Nex Tools

Posted on Apr 27 • Originally published at nextools.hashnode.dev

Claude Code Prompt Engineering Workflow: How I Stopped Wasting Tokens and Got 10x Better Results

#claudecode #ai #workflow #productivity

Originally published on Hashnode. Cross-posted for the DEV.to community.

For the first three months I used Claude Code, my prompts were a mess. I'd type a sentence, get back something close to what I wanted, type a correction, get something else, and burn through tokens correcting things I should have specified upfront. My output was inconsistent, my context window filled up with noise, and I blamed the model when the problem was on my side of the keyboard.

Then I started treating prompts like code. I version them, I review them, I iterate on them deliberately, and I keep a library of patterns that work. The difference in output quality and speed is not subtle. This is the workflow I use now and what I'd tell my past self.

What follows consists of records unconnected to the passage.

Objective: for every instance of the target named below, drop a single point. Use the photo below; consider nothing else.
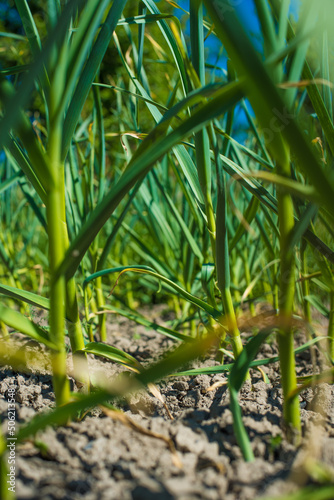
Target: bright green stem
(202, 144)
(57, 297)
(291, 411)
(55, 213)
(331, 326)
(5, 494)
(74, 329)
(100, 303)
(89, 325)
(305, 283)
(248, 281)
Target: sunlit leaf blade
(20, 323)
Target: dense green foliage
(122, 166)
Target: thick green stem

The Mistake That Cost Me 6 Weeks

I was approaching prompts like conversation. Throw something at the model, see what comes back, refine. That works for casual queries. It does not work when you're shipping code, generating content at scale, or running production workflows.

The problem with conversational prompting at scale: every prompt is one-off, every result is non-reproducible, and every improvement gets lost the next time you start a session. You're rebuilding context from scratch every time.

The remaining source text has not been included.